I now make sure that all the tank critters stay in the tank no matter what, which is a reason why I like the biocube- completely sealed. A lid for any aquarium is absolutely essential to prevent unnesessary fish deaths.


----------



## onefish2fish (Jul 22, 2008)

theres a few issues. getting a new clown may result in the one you have showing aggression. eggcrate works well to keep fish from jumping but IMO seems to also deflect a good amount of light. a wide netting attached to a frame lid will work good. as for firefish they are jumpers. period. if you wish to keep this fish you MUST have a lid, or else it will go carpet surfing. as for a tang in a 14 gallon cube, well thats an entirely new discussion.


----------



## ThalesthePearsei (Jan 27, 2009)

no no no no no! I do *NOT* have a yellow tang in my 14 biocube!!! How could the tang have jumped out of a biocube? Are you familiar with biocubes? I was referring to my first saltwater tank which was *55 gallons*. I would NEVER advocate keeping any fish like this in a small tank. I thought it was _obvious_ I was referring to a different tank since biocubes do not have any openings in the back whatsoever. It was a 55 gallon tank that I used to have that I do not have anymore I put a glass lid on. :roll:


----------



## onefish2fish (Jul 22, 2008)

gotcha, and yes im familiar with the biocubes. the lid could have been up or removed ( however you do it ) when it jumped


----------



## Kellsindell (Sep 15, 2008)

onefish2fish said:


> theres a few issues. getting a new clown may result in the one you have showing aggression. eggcrate works well to keep fish from jumping but IMO seems to also deflect a good amount of light. a wide netting attached to a frame lid will work good. as for firefish they are jumpers. period. if you wish to keep this fish you MUST have a lid, or else it will go carpet surfing. as for a tang in a 14 gallon cube, well thats an entirely new discussion.

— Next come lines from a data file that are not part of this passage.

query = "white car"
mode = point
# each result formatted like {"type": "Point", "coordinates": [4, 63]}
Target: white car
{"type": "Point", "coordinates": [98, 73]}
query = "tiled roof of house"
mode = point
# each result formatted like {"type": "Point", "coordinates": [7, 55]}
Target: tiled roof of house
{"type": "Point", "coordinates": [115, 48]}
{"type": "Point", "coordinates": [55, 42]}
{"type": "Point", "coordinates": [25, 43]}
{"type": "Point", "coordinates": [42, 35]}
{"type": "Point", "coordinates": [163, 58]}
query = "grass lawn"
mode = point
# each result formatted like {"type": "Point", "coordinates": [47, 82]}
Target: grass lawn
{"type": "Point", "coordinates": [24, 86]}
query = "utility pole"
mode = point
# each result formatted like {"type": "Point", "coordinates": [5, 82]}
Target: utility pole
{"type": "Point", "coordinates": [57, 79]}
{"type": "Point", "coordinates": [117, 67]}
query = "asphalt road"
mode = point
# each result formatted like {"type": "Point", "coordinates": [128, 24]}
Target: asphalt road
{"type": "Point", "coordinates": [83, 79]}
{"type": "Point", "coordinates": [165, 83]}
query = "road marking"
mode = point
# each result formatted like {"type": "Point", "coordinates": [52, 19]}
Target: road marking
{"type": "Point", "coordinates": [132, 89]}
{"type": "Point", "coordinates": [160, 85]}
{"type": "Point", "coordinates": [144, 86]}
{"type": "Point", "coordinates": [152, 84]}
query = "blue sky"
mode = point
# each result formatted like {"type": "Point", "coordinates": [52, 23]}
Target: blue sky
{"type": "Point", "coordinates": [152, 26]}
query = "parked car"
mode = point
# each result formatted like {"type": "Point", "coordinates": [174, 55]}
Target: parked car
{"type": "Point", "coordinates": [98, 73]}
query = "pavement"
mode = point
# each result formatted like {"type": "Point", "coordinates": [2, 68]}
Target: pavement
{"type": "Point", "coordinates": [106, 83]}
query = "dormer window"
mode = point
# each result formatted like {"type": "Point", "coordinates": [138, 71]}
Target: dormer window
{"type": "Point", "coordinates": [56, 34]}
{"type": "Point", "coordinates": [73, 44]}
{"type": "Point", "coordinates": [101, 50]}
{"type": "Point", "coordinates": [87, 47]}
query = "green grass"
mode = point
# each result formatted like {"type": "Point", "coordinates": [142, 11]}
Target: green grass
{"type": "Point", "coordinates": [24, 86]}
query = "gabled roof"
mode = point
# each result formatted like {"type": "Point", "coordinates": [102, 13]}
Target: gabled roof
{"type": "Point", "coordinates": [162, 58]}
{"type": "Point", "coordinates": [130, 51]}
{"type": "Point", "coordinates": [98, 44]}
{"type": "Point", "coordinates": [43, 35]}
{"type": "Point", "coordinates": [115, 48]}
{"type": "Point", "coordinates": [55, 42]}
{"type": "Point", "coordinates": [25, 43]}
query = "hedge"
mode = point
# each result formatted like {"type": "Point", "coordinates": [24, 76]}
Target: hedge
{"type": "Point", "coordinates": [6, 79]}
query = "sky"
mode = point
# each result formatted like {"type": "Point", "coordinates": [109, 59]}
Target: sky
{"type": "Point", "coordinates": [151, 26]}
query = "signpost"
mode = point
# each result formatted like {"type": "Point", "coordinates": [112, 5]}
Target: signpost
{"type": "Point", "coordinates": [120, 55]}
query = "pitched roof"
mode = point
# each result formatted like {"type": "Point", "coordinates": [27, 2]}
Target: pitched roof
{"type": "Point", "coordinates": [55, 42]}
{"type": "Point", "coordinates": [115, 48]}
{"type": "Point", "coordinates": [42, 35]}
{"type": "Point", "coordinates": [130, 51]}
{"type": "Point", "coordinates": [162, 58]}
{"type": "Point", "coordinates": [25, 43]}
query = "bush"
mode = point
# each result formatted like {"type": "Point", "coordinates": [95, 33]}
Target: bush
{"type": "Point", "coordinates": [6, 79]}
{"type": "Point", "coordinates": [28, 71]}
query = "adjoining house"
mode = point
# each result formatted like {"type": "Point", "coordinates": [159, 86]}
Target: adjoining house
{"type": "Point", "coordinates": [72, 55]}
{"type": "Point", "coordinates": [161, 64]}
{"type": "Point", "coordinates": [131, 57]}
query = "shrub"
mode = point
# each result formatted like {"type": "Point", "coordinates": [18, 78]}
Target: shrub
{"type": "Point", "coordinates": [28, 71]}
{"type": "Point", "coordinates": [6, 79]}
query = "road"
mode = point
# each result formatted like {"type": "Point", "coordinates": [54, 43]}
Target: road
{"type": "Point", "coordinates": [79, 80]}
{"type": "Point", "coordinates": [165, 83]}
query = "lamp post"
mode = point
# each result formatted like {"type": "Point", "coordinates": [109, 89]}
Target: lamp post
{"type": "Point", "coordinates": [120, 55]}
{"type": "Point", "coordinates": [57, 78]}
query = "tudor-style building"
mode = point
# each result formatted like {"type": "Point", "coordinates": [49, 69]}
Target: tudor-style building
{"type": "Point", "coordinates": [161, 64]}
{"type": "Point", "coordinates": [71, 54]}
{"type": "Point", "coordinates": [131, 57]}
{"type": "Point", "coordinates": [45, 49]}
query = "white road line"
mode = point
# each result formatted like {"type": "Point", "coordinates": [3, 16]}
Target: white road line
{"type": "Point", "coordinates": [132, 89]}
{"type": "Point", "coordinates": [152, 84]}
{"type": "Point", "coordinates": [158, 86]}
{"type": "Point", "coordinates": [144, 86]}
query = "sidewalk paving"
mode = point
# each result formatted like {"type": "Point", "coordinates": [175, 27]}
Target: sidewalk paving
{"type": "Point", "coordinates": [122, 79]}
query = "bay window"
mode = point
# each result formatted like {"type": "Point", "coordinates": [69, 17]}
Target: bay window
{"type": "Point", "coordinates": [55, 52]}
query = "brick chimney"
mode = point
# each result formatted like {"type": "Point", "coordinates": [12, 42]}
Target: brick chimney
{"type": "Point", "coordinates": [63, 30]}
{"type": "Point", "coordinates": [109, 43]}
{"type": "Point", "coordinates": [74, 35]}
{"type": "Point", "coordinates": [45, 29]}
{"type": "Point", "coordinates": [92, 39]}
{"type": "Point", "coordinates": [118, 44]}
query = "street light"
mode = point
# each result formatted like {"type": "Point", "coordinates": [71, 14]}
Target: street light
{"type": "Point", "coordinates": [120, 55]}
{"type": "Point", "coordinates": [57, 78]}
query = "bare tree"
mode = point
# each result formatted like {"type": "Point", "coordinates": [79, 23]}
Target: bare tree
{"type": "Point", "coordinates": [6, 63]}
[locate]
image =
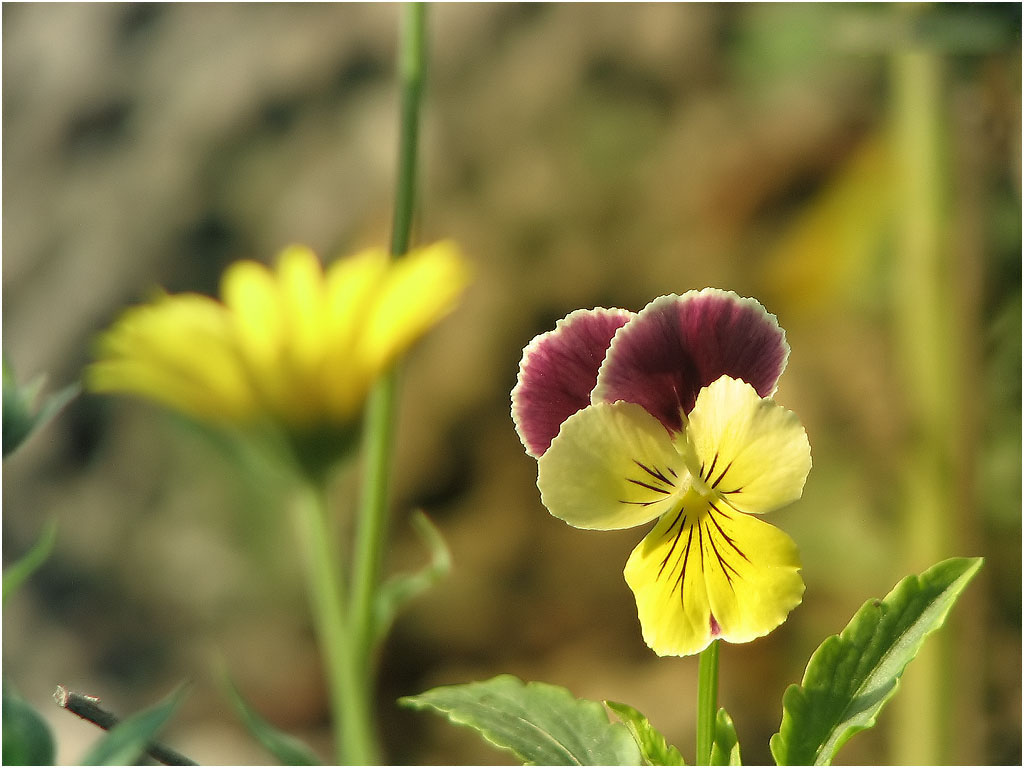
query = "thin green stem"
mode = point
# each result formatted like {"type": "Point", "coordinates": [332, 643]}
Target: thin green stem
{"type": "Point", "coordinates": [707, 701]}
{"type": "Point", "coordinates": [350, 717]}
{"type": "Point", "coordinates": [379, 424]}
{"type": "Point", "coordinates": [926, 331]}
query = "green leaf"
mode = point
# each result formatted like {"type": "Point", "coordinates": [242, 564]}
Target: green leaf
{"type": "Point", "coordinates": [851, 676]}
{"type": "Point", "coordinates": [15, 576]}
{"type": "Point", "coordinates": [19, 421]}
{"type": "Point", "coordinates": [653, 748]}
{"type": "Point", "coordinates": [725, 750]}
{"type": "Point", "coordinates": [127, 741]}
{"type": "Point", "coordinates": [287, 749]}
{"type": "Point", "coordinates": [27, 738]}
{"type": "Point", "coordinates": [401, 589]}
{"type": "Point", "coordinates": [542, 724]}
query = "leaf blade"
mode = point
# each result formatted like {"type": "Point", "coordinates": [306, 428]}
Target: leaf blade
{"type": "Point", "coordinates": [27, 738]}
{"type": "Point", "coordinates": [287, 749]}
{"type": "Point", "coordinates": [127, 741]}
{"type": "Point", "coordinates": [852, 675]}
{"type": "Point", "coordinates": [653, 747]}
{"type": "Point", "coordinates": [542, 724]}
{"type": "Point", "coordinates": [16, 574]}
{"type": "Point", "coordinates": [725, 749]}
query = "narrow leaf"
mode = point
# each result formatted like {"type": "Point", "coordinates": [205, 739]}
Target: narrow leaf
{"type": "Point", "coordinates": [27, 738]}
{"type": "Point", "coordinates": [287, 749]}
{"type": "Point", "coordinates": [542, 724]}
{"type": "Point", "coordinates": [851, 676]}
{"type": "Point", "coordinates": [15, 576]}
{"type": "Point", "coordinates": [399, 590]}
{"type": "Point", "coordinates": [127, 741]}
{"type": "Point", "coordinates": [725, 750]}
{"type": "Point", "coordinates": [653, 748]}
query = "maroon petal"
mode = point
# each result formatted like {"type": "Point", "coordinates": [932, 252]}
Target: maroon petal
{"type": "Point", "coordinates": [558, 372]}
{"type": "Point", "coordinates": [677, 345]}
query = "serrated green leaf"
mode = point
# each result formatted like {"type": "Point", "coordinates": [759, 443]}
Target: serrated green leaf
{"type": "Point", "coordinates": [27, 738]}
{"type": "Point", "coordinates": [725, 750]}
{"type": "Point", "coordinates": [126, 742]}
{"type": "Point", "coordinates": [851, 676]}
{"type": "Point", "coordinates": [653, 748]}
{"type": "Point", "coordinates": [542, 724]}
{"type": "Point", "coordinates": [19, 417]}
{"type": "Point", "coordinates": [287, 749]}
{"type": "Point", "coordinates": [15, 576]}
{"type": "Point", "coordinates": [399, 590]}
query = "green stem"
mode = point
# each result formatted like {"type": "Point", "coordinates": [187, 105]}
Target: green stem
{"type": "Point", "coordinates": [349, 714]}
{"type": "Point", "coordinates": [926, 333]}
{"type": "Point", "coordinates": [379, 424]}
{"type": "Point", "coordinates": [707, 701]}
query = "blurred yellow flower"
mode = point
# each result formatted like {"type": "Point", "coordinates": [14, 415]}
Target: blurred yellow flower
{"type": "Point", "coordinates": [295, 345]}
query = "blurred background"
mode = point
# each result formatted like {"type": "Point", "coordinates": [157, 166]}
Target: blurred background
{"type": "Point", "coordinates": [857, 168]}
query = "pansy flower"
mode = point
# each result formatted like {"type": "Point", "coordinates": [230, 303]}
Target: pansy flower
{"type": "Point", "coordinates": [667, 415]}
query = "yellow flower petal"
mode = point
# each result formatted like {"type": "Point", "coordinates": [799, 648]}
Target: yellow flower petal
{"type": "Point", "coordinates": [418, 290]}
{"type": "Point", "coordinates": [665, 573]}
{"type": "Point", "coordinates": [291, 344]}
{"type": "Point", "coordinates": [177, 351]}
{"type": "Point", "coordinates": [611, 466]}
{"type": "Point", "coordinates": [706, 572]}
{"type": "Point", "coordinates": [753, 576]}
{"type": "Point", "coordinates": [351, 286]}
{"type": "Point", "coordinates": [751, 452]}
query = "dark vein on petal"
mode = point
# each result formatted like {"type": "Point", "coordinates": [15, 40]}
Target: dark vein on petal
{"type": "Point", "coordinates": [686, 557]}
{"type": "Point", "coordinates": [674, 543]}
{"type": "Point", "coordinates": [656, 473]}
{"type": "Point", "coordinates": [710, 469]}
{"type": "Point", "coordinates": [643, 484]}
{"type": "Point", "coordinates": [726, 536]}
{"type": "Point", "coordinates": [726, 565]}
{"type": "Point", "coordinates": [719, 479]}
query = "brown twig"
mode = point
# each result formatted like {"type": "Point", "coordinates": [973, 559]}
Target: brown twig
{"type": "Point", "coordinates": [88, 708]}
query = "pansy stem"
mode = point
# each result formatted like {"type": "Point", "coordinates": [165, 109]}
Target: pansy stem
{"type": "Point", "coordinates": [707, 701]}
{"type": "Point", "coordinates": [379, 425]}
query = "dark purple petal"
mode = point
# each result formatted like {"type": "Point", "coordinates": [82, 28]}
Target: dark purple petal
{"type": "Point", "coordinates": [677, 345]}
{"type": "Point", "coordinates": [558, 372]}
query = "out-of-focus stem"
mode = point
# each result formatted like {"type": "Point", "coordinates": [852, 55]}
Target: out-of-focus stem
{"type": "Point", "coordinates": [707, 701]}
{"type": "Point", "coordinates": [379, 425]}
{"type": "Point", "coordinates": [351, 716]}
{"type": "Point", "coordinates": [925, 333]}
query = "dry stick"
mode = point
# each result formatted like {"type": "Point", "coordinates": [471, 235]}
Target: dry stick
{"type": "Point", "coordinates": [88, 708]}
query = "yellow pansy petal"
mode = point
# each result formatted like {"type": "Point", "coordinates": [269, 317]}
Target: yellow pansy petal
{"type": "Point", "coordinates": [665, 572]}
{"type": "Point", "coordinates": [753, 574]}
{"type": "Point", "coordinates": [708, 571]}
{"type": "Point", "coordinates": [611, 466]}
{"type": "Point", "coordinates": [752, 452]}
{"type": "Point", "coordinates": [419, 289]}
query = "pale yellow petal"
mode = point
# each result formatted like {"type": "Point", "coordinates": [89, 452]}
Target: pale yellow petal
{"type": "Point", "coordinates": [611, 466]}
{"type": "Point", "coordinates": [751, 451]}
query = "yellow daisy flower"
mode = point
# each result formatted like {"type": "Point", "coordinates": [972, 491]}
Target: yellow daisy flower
{"type": "Point", "coordinates": [297, 345]}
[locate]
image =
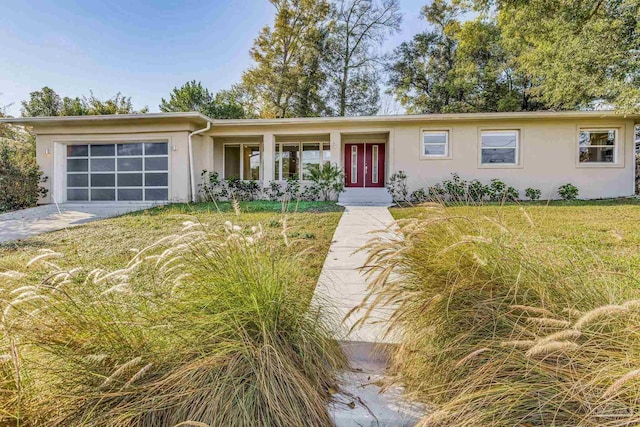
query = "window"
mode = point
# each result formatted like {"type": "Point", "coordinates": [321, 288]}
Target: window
{"type": "Point", "coordinates": [597, 145]}
{"type": "Point", "coordinates": [292, 160]}
{"type": "Point", "coordinates": [435, 144]}
{"type": "Point", "coordinates": [242, 161]}
{"type": "Point", "coordinates": [500, 147]}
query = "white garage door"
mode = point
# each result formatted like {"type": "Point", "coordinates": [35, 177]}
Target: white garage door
{"type": "Point", "coordinates": [110, 172]}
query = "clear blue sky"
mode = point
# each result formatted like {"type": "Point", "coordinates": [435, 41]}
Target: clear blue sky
{"type": "Point", "coordinates": [142, 48]}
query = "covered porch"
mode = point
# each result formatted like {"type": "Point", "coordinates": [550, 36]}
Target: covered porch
{"type": "Point", "coordinates": [285, 155]}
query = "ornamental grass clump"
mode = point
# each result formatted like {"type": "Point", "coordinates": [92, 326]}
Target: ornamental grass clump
{"type": "Point", "coordinates": [200, 328]}
{"type": "Point", "coordinates": [500, 328]}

I"ve never heard that eggcrate will decrease the par from the lights to the tank. If you get the silver coated maybe, but with the white only i've not heard anything negatively about it.


----------



## onefish2fish (Jul 22, 2008)

it is called "light defuser" for a reason. 

really if you look at the amount of light being deflected to your back wall (behind the tank) you will see what im talking about.


----------



## cerianthus (Jul 13, 2008)

i also think egg crate will decrease/deflect lights. Even Glass Canopy do other than those made by Oceanic which increased intensity(wethe rit absorbed some wavelength, dont know). Used to make fence using plexi/acrylic on top of the tank and couple of hinges or hook on front panel for easy access to tank. Of course the lighting was hung from ceiling. This fence have prevented good amount of fish from tenpingt to fly/carpet dive..


----------



## Pasfur (Mar 29, 2008)

I have always used open top marine aquariums, and I have only had 1 fish to jump over the years. This fish was being bullied by the occupants of the tank, and looking for an escape.

In my experience, the best defense against jumpers is to provide ample space for your livestock, and to be cautious of which fish you mix together.


----------



## Kellsindell (Sep 15, 2008)

onefish2fish said:


> it is called "light defuser" for a reason.
> 
> really if you look at the amount of light being deflected to your back wall (behind the tank) you will see what im talking about.


True but i'd like to see some PAR measurements that'll show how much of a diff it makes.


----------